After leaving NHRA and retiring from his medical practice, a very unexpected and unpleasant encounter with the criminal justice system inspired Hales to get a degree in law in 1996, and he devoted himself to helping those struggling in the legal system when he created Justice for the Incarcerated.

“I decided that there were a lot of people who were not getting fair treatment by our criminal justice system,” he said. “When I discover a case like that, I do the litigation to get them unconvicted or out on parole. It’s very gratifying work. Nationwide, we’ve released several hundred people from death rows because DNA evidence has subsequently shown they were not the perpetrator."
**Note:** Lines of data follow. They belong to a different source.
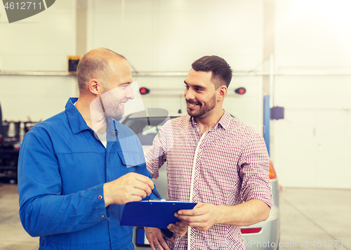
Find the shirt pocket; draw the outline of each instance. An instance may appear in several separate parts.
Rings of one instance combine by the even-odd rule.
[[[118,152],[118,155],[124,165],[127,168],[136,166],[142,164],[140,162],[140,157],[136,152]]]

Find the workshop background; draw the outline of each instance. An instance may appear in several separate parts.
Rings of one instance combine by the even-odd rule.
[[[282,188],[343,190],[347,199],[350,13],[350,0],[58,0],[8,23],[1,6],[2,120],[38,122],[62,111],[78,96],[67,56],[98,47],[128,59],[133,80],[150,90],[145,107],[186,112],[191,64],[216,55],[234,70],[224,103],[230,114],[264,136],[265,96],[270,107],[284,108],[284,119],[269,121]],[[246,92],[234,93],[239,87]]]

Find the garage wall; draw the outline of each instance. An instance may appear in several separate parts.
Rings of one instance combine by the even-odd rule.
[[[75,1],[60,0],[47,10],[9,24],[0,8],[0,70],[65,71],[75,55]],[[63,110],[77,96],[75,77],[0,75],[3,119],[39,121]]]
[[[261,0],[88,0],[88,50],[106,47],[125,55],[137,71],[188,72],[205,55],[223,57],[236,71],[263,61]],[[258,67],[257,68],[257,66]],[[146,107],[185,112],[183,77],[138,77]],[[239,96],[234,90],[246,88]],[[234,77],[225,107],[261,131],[260,77]]]
[[[279,0],[276,8],[275,70],[327,74],[275,77],[275,105],[286,110],[272,121],[280,183],[351,188],[351,76],[342,74],[351,70],[351,2]]]

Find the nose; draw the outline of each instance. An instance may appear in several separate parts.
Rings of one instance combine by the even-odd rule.
[[[131,99],[131,100],[134,99],[134,92],[133,92],[133,89],[131,88],[131,85],[129,86],[127,88],[127,91],[126,91],[126,98],[127,98],[128,99]]]

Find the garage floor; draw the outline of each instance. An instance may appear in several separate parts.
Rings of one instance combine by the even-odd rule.
[[[286,188],[280,197],[279,249],[351,250],[351,190]],[[18,209],[17,185],[0,183],[0,249],[38,249]]]

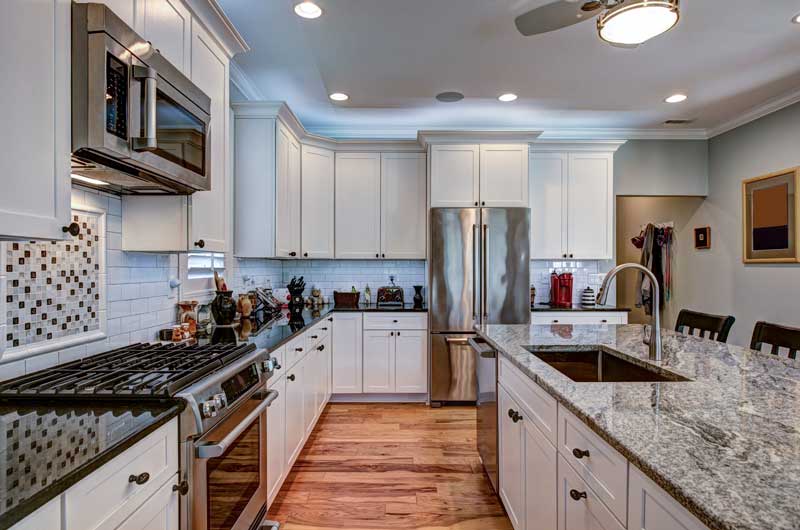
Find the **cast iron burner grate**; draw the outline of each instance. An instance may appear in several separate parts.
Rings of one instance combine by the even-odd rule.
[[[169,398],[254,344],[132,344],[0,383],[0,398]]]

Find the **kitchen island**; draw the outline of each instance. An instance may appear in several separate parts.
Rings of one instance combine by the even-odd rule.
[[[659,368],[647,360],[641,325],[485,325],[477,332],[501,363],[510,361],[559,411],[619,451],[631,474],[640,469],[704,525],[800,528],[800,361],[664,331]],[[525,346],[605,350],[690,381],[577,383]]]

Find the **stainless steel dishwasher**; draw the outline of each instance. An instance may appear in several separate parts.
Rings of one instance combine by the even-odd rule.
[[[489,482],[497,491],[497,353],[480,337],[469,339],[478,380],[478,452]]]

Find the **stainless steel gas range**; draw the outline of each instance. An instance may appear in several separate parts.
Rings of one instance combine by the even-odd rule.
[[[134,344],[0,383],[0,398],[181,399],[181,530],[252,530],[265,521],[267,390],[275,363],[252,344]]]

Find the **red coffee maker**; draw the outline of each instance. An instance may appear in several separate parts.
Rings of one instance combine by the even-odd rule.
[[[572,307],[572,273],[550,275],[550,306]]]

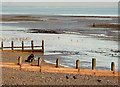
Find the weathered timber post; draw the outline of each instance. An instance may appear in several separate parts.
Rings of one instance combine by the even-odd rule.
[[[111,63],[111,71],[115,71],[115,64],[114,64],[114,62]]]
[[[92,70],[96,70],[96,59],[92,59]]]
[[[31,41],[31,48],[32,48],[32,51],[34,51],[34,44],[33,44],[33,40]]]
[[[44,40],[42,40],[42,52],[44,53]]]
[[[57,60],[56,60],[56,67],[59,67],[60,66],[60,59],[58,58]]]
[[[13,48],[14,48],[14,44],[13,44],[13,41],[11,42],[11,46],[12,46],[11,48],[12,48],[12,50],[13,50]]]
[[[22,51],[24,51],[24,41],[22,41]]]
[[[77,60],[77,61],[76,61],[76,69],[79,69],[79,65],[80,65],[80,61]]]
[[[38,58],[38,66],[41,66],[41,58]]]
[[[18,58],[18,65],[21,65],[22,64],[22,56],[19,56]]]
[[[2,51],[3,51],[3,41],[1,42],[1,49],[2,49]]]

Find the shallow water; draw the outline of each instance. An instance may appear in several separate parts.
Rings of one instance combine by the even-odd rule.
[[[62,66],[75,67],[76,60],[79,59],[81,68],[91,69],[92,58],[96,58],[97,69],[110,70],[111,62],[115,62],[115,69],[118,70],[118,53],[112,51],[118,50],[116,41],[84,35],[23,31],[2,31],[2,37],[6,39],[4,46],[10,46],[11,40],[14,40],[15,45],[21,45],[22,40],[25,41],[25,45],[30,45],[30,40],[34,40],[35,45],[41,45],[41,40],[45,40],[45,55],[36,55],[36,58],[41,57],[46,62],[56,63],[56,59],[60,58]]]

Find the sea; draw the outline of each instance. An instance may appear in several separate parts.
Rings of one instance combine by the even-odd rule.
[[[42,60],[55,64],[56,59],[60,58],[61,66],[75,67],[76,60],[79,59],[80,68],[91,69],[92,58],[96,58],[97,70],[110,70],[111,62],[115,62],[115,70],[119,70],[118,41],[110,38],[118,34],[118,31],[114,30],[113,33],[115,35],[112,36],[108,35],[110,28],[85,27],[85,24],[89,24],[90,21],[94,21],[95,23],[117,24],[117,18],[79,18],[79,16],[117,17],[118,8],[3,5],[0,14],[3,18],[9,15],[29,15],[37,17],[35,19],[44,20],[42,22],[0,21],[0,40],[4,41],[5,46],[9,46],[11,40],[13,40],[16,45],[21,45],[22,40],[25,41],[25,45],[30,45],[30,40],[34,40],[35,45],[41,44],[41,40],[45,40],[45,53],[44,55],[36,55],[36,60],[38,57],[41,57]],[[66,18],[66,16],[68,17]],[[67,34],[29,33],[29,29],[62,30],[67,32]],[[93,37],[96,35],[97,37]],[[104,38],[98,38],[98,36]]]

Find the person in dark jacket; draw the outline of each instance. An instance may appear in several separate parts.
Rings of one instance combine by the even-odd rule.
[[[34,60],[34,54],[31,54],[31,55],[27,58],[27,60],[25,60],[25,62],[33,62],[33,60]]]

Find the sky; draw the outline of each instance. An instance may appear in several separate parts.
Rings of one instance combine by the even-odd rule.
[[[119,2],[120,0],[1,0],[2,2]]]
[[[117,2],[3,2],[2,6],[113,8]]]

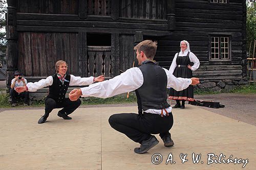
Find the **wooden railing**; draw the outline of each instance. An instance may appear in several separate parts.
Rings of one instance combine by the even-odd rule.
[[[88,0],[88,15],[110,16],[111,0]]]
[[[111,46],[88,46],[88,76],[111,77]]]

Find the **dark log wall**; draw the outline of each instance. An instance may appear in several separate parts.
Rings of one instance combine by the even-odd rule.
[[[121,0],[120,17],[166,19],[166,6],[165,0]]]
[[[88,0],[87,11],[88,15],[110,16],[111,1]]]
[[[76,33],[19,33],[18,69],[26,76],[47,76],[54,74],[55,62],[63,60],[72,68],[69,73],[79,75],[78,52],[81,50],[78,36]]]
[[[132,67],[133,47],[142,37],[158,40],[155,59],[166,68],[185,39],[201,62],[195,76],[241,80],[246,72],[245,0],[228,2],[8,0],[7,83],[16,69],[28,77],[51,75],[59,59],[68,62],[70,74],[114,77]],[[209,35],[220,34],[230,36],[231,60],[209,61]],[[87,44],[91,34],[111,35],[111,40],[93,51]]]
[[[17,12],[49,14],[77,14],[78,1],[18,0]]]
[[[201,80],[241,80],[242,61],[245,57],[243,54],[244,55],[245,51],[242,45],[244,10],[241,1],[229,2],[228,4],[212,4],[208,0],[176,1],[176,30],[173,35],[158,38],[156,59],[160,65],[168,69],[174,55],[180,50],[180,41],[186,40],[191,51],[200,61],[201,66],[194,72],[195,76]],[[231,61],[209,61],[210,34],[231,35]]]

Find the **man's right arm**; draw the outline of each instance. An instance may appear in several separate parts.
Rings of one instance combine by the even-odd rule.
[[[53,82],[52,76],[50,76],[46,79],[41,79],[35,83],[28,83],[27,87],[29,91],[36,91],[45,87],[51,86]]]
[[[35,83],[28,83],[27,86],[18,87],[15,90],[17,92],[22,92],[25,91],[36,91],[43,87],[50,86],[53,82],[52,76],[49,76],[46,79],[41,79],[38,82]]]
[[[194,85],[200,83],[198,78],[177,78],[167,69],[163,69],[165,71],[167,77],[167,88],[172,87],[176,91],[181,91],[187,88],[190,85]]]
[[[16,80],[16,79],[15,79],[15,78],[12,80],[12,83],[11,84],[11,88],[14,88],[16,81],[17,81],[17,80]]]
[[[79,96],[107,98],[132,91],[139,88],[143,83],[142,72],[138,67],[130,68],[114,78],[93,84],[80,89],[74,89],[69,93],[71,101],[76,101]]]

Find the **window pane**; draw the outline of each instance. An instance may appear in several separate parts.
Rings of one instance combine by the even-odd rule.
[[[219,58],[219,37],[211,37],[211,58]]]
[[[227,0],[220,0],[220,3],[227,4]]]

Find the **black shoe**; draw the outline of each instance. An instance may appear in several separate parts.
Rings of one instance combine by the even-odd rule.
[[[62,113],[62,112],[59,112],[59,111],[58,112],[57,115],[58,115],[58,116],[62,117],[62,118],[63,118],[63,119],[66,119],[66,120],[70,120],[70,119],[72,119],[72,117],[68,116],[67,114],[66,114],[65,113]]]
[[[151,136],[150,138],[147,140],[143,140],[140,145],[140,148],[134,148],[134,152],[136,154],[143,154],[147,152],[151,148],[157,145],[159,141],[155,136]]]
[[[174,142],[170,137],[170,135],[165,135],[162,139],[165,147],[172,147],[174,145]]]
[[[174,105],[174,107],[173,107],[173,108],[179,108],[180,107],[180,105],[178,105],[177,104],[176,104]]]
[[[45,122],[46,122],[47,119],[47,117],[46,118],[45,116],[42,116],[39,119],[38,122],[38,124],[44,124]]]

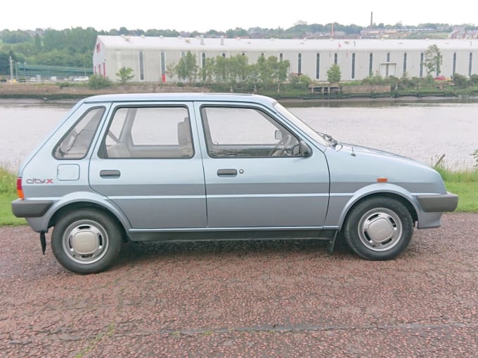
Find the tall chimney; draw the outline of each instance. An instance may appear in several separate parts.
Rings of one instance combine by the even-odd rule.
[[[373,27],[373,11],[370,12],[370,28]]]

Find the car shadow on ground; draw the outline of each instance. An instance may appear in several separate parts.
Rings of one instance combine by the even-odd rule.
[[[233,241],[199,241],[168,242],[127,242],[119,253],[116,265],[140,263],[159,259],[174,259],[176,257],[198,256],[211,258],[212,256],[249,256],[287,253],[314,253],[318,256],[328,256],[327,244],[320,239],[254,239]],[[351,253],[343,239],[337,238],[332,256],[355,256]]]

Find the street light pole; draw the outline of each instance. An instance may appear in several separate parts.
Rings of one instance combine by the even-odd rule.
[[[13,60],[11,56],[10,56],[10,81],[13,81]]]

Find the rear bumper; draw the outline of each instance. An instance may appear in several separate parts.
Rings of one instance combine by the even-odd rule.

At one time, Hales also was a deacon in his nondenominational church and a volunteer chaplain for Racers For Christ. He also earned an Adult Ministry certificate from Moody Bible Institute in Chicago and today does work for an international prison ministry known as Kairos for men in prison in California.

As fulfilling as his life became after drag racing, he certainly looks back fondly on his time behind the wheel.

“It was exciting and a lot of fun,” he explained. "Back then, you could do it as a hobby – it was an expensive hobby – but you didn’t have to have mega corporate sponsorship to do it.

“I just loved it. To be a paid Funny Car driver in Southern California in the early 1970s? I mean, c’mon, it was a dream job.”